Still, the company said it would have limited spots to accept shipments during November and December. Amazon said sellers may encounter lower inventory capacity limits in October and November, as well. On average, the estimated capacity limits would have enough room for six months of inventory, the company said.
Amazon gives sellers an update every month on how much inventory it is able to store, which varies by account. But Amazon’s reporting is not always reliable and “changes on the fly,” according to Gwen McShea, president of Lean Edge Marketing in Vermont, which works with about 30 Amazon sellers.

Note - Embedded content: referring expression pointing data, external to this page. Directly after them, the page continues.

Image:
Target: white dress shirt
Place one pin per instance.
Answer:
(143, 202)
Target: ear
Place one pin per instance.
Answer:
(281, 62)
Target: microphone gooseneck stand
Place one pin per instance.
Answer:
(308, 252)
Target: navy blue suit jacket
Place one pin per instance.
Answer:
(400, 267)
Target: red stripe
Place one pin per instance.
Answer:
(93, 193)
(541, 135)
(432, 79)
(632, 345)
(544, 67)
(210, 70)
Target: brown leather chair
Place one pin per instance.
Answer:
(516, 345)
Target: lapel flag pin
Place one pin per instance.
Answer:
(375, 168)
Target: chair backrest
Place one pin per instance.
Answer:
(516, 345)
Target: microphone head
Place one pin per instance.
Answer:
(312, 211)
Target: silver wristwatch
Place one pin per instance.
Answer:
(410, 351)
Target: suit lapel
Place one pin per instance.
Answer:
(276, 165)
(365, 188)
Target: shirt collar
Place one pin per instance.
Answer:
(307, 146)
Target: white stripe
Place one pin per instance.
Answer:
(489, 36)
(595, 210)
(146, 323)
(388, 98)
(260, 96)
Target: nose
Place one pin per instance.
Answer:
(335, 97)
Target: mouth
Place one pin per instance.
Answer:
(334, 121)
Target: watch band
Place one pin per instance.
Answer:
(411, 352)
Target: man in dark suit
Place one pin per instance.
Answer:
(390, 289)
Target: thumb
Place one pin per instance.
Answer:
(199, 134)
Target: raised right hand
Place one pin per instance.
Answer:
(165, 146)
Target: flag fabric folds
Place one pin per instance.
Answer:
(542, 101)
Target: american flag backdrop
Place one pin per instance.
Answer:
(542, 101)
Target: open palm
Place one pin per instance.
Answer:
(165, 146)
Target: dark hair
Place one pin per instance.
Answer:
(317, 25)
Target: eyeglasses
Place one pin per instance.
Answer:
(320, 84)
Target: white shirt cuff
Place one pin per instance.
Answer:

Last year, McShea said estimates she received in October about available storage space did not align with reality by the time shipments arrived at Amazon’s facilities. “Right as November clicks, Amazon is like, ‘No, you only have 60 square feet of storage space.’ Meanwhile, Amazon told me a couple weeks ago I had 80 for the month. So, you can’t send in anything more, and you owe Amazon for the space you exceeded.”
Sellers can use Amazon’s Capacity Manager tool to request an increase for a fee. “But why would you bid for space when they said you had plenty in the first place?” said McShea.
For brands that also sell on other platforms like TikTok Shop, the prospect of going viral complicates inventory forecasting more so than in years past. “Do we go conservative? Do we go ultra-aggressive? Do we go somewhere in the middle?” said Obvi’s Shah. “It’s like a black box to be honest.”